Fernández et al. (2006) suggested that subdivision of an animal population may have negative effects conducting to a reduced population size and, therefore, it could generate higher inbreeding levels and a depression at fitness-related traits. One way to avoid that side-effect is to allow certain degree of gene flow between subpopulations. However, Notter (1999), indicated that the maintenance of allelic diversity is achieved in subdivided rather than panmictic populations so long these are large enough to pass through the inbreeding effects, or managed for an occasional crossing to renew heterozygosity. Application of these concepts to evaluated populations, could avoid the inbreeding effects, a recommendation is to continue with the current reproduction practices, which are based on using imported semen.

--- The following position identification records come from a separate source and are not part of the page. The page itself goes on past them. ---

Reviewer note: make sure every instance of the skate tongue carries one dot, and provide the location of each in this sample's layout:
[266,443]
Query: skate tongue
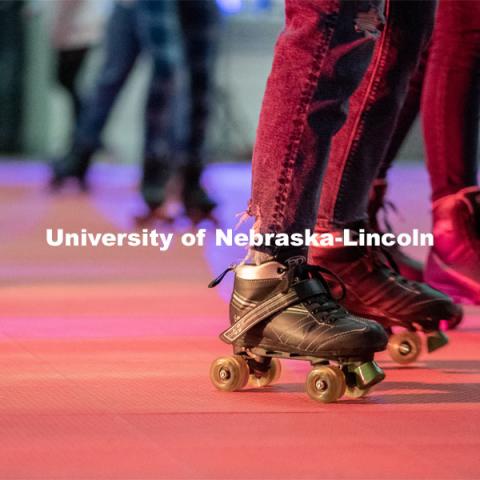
[217,280]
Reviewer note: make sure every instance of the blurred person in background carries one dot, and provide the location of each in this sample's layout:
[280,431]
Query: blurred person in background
[11,73]
[76,27]
[138,26]
[446,89]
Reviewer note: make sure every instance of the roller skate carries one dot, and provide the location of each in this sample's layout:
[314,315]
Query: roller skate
[197,204]
[453,265]
[375,290]
[156,174]
[284,310]
[74,166]
[407,266]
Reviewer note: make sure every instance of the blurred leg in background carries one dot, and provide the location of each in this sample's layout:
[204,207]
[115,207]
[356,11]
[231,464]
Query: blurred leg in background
[450,113]
[198,22]
[199,26]
[122,47]
[446,86]
[11,71]
[77,27]
[69,65]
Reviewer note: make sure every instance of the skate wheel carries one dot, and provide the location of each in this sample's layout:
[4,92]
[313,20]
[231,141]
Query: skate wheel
[262,379]
[229,373]
[357,392]
[404,347]
[325,384]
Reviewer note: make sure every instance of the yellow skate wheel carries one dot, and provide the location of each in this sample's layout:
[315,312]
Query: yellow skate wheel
[324,384]
[262,379]
[229,373]
[357,392]
[404,347]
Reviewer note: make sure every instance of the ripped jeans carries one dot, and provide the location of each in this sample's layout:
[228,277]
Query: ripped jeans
[320,59]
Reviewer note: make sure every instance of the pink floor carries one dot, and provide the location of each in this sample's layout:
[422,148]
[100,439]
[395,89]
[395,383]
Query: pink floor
[104,358]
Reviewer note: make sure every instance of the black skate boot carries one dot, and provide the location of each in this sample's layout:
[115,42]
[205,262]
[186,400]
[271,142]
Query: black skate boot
[286,311]
[198,205]
[156,174]
[73,166]
[375,290]
[407,266]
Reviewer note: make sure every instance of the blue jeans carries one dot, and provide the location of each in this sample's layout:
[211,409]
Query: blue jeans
[133,28]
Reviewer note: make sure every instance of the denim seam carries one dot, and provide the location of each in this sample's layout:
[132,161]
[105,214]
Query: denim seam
[299,121]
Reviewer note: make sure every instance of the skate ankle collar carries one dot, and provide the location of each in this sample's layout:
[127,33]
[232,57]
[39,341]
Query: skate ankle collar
[300,291]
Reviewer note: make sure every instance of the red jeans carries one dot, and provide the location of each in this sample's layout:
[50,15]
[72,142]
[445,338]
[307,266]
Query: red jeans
[320,58]
[361,145]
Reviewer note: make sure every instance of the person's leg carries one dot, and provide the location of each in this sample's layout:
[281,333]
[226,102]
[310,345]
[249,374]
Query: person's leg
[359,148]
[69,64]
[319,61]
[121,50]
[378,205]
[11,67]
[450,101]
[199,26]
[282,307]
[450,117]
[155,23]
[374,289]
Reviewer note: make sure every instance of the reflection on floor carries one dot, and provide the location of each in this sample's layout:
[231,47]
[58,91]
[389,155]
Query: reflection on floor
[105,355]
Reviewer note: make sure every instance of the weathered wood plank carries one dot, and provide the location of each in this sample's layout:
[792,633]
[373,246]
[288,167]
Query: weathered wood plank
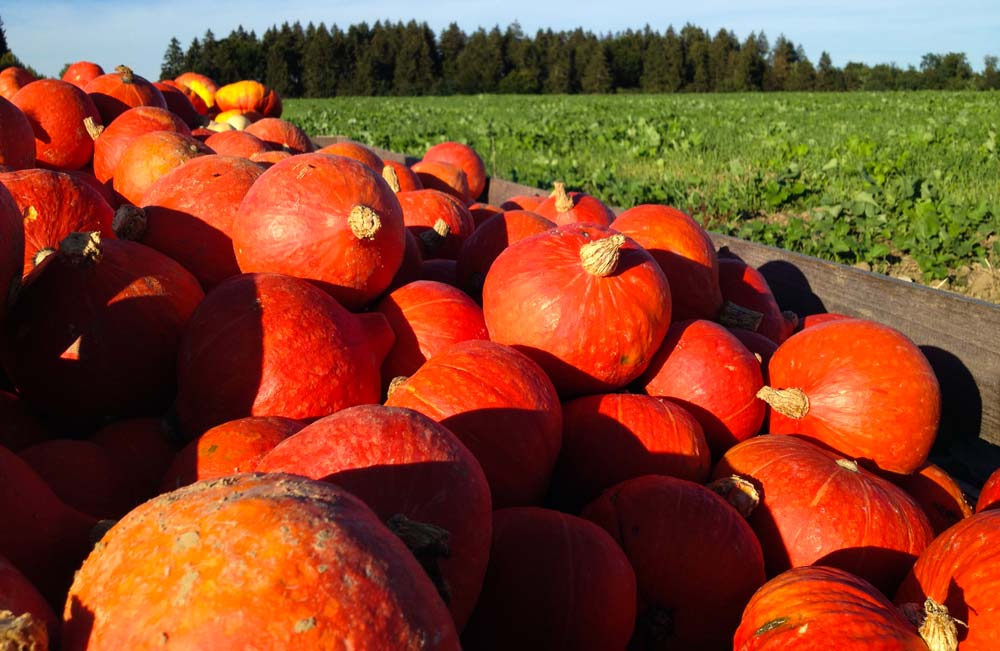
[960,336]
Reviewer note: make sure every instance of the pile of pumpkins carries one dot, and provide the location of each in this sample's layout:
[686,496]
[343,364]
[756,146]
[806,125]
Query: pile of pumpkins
[259,394]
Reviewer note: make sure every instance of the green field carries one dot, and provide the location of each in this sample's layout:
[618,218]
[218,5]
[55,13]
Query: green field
[899,182]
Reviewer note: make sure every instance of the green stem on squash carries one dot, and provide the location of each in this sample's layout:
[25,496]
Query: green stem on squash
[429,544]
[791,403]
[22,632]
[364,222]
[600,257]
[564,202]
[740,493]
[737,316]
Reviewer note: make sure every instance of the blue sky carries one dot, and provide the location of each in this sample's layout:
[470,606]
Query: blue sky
[47,34]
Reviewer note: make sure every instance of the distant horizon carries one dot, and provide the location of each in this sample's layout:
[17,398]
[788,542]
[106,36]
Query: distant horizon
[48,34]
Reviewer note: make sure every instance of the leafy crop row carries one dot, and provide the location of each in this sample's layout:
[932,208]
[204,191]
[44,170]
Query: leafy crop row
[855,177]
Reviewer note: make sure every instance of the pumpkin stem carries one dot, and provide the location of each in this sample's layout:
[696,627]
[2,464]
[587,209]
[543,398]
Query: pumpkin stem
[791,403]
[364,222]
[129,223]
[564,202]
[81,248]
[429,545]
[936,626]
[600,257]
[737,316]
[22,632]
[93,129]
[128,76]
[740,493]
[434,237]
[391,177]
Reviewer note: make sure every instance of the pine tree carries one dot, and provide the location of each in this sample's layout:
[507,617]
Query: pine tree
[173,60]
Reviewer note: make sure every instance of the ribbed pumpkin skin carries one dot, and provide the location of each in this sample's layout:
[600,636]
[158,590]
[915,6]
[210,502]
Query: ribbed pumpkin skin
[116,92]
[961,569]
[873,396]
[556,582]
[817,509]
[815,608]
[17,140]
[254,561]
[190,212]
[421,211]
[707,370]
[539,298]
[501,406]
[466,159]
[55,204]
[295,220]
[609,438]
[696,560]
[989,496]
[228,448]
[427,317]
[56,110]
[275,345]
[398,461]
[495,234]
[11,248]
[684,251]
[118,135]
[91,340]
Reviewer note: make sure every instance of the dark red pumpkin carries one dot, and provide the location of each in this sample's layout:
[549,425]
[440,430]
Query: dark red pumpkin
[284,135]
[275,345]
[555,581]
[11,249]
[443,177]
[267,561]
[684,251]
[96,328]
[56,110]
[608,438]
[555,296]
[228,448]
[17,140]
[41,536]
[427,317]
[412,472]
[116,92]
[820,509]
[327,219]
[81,73]
[53,205]
[704,368]
[749,303]
[696,560]
[501,405]
[115,138]
[190,213]
[480,249]
[819,608]
[440,223]
[937,493]
[861,388]
[989,495]
[466,159]
[564,207]
[961,570]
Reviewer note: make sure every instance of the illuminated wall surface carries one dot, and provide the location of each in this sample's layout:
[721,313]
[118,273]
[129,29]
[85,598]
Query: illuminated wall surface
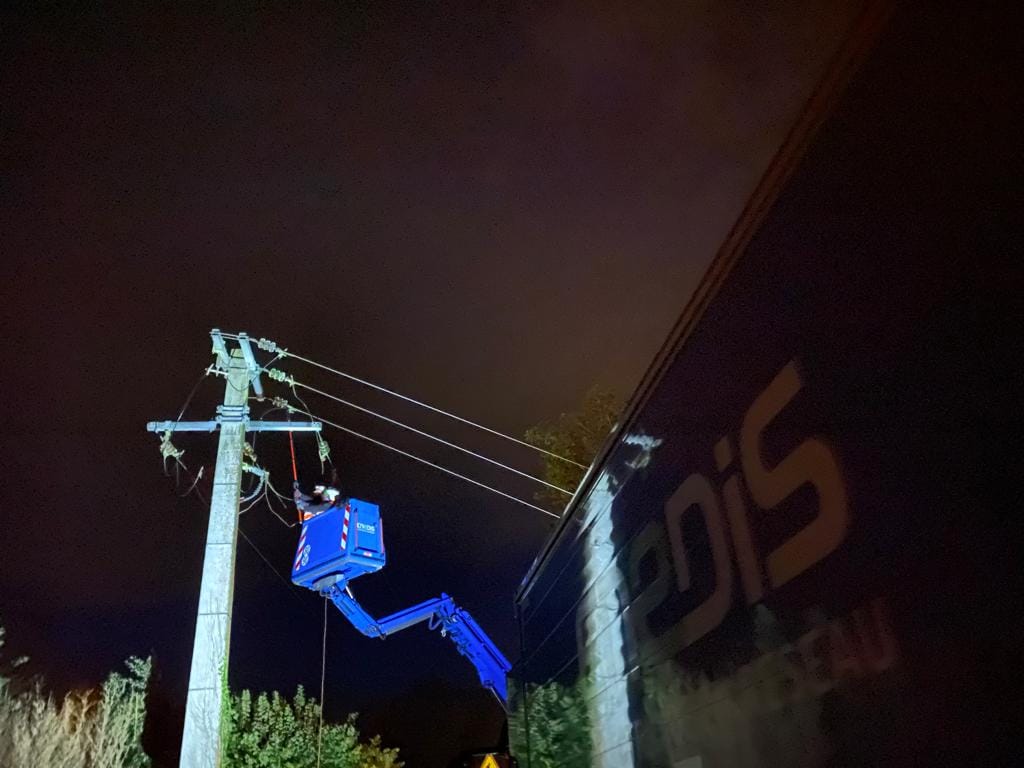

These results show the relationships at the evaluated populations, not the complete history of the breed in Mexico. Further studies must be done in order to confirm the subdivisions within Charolais breed in Mexico and its implications in the design of crossbreeding strategies focused to exploit the productive advantages of each subdivided breed-population.
Authors thank to Dr. Eduardo Casas for his helpful comments and manuscript revision, we also thank to Gilberto Romero Cloud, Ricardo Maldonado González and Martín del Ángel Robles, for the technical assistance and support obtaining the samples.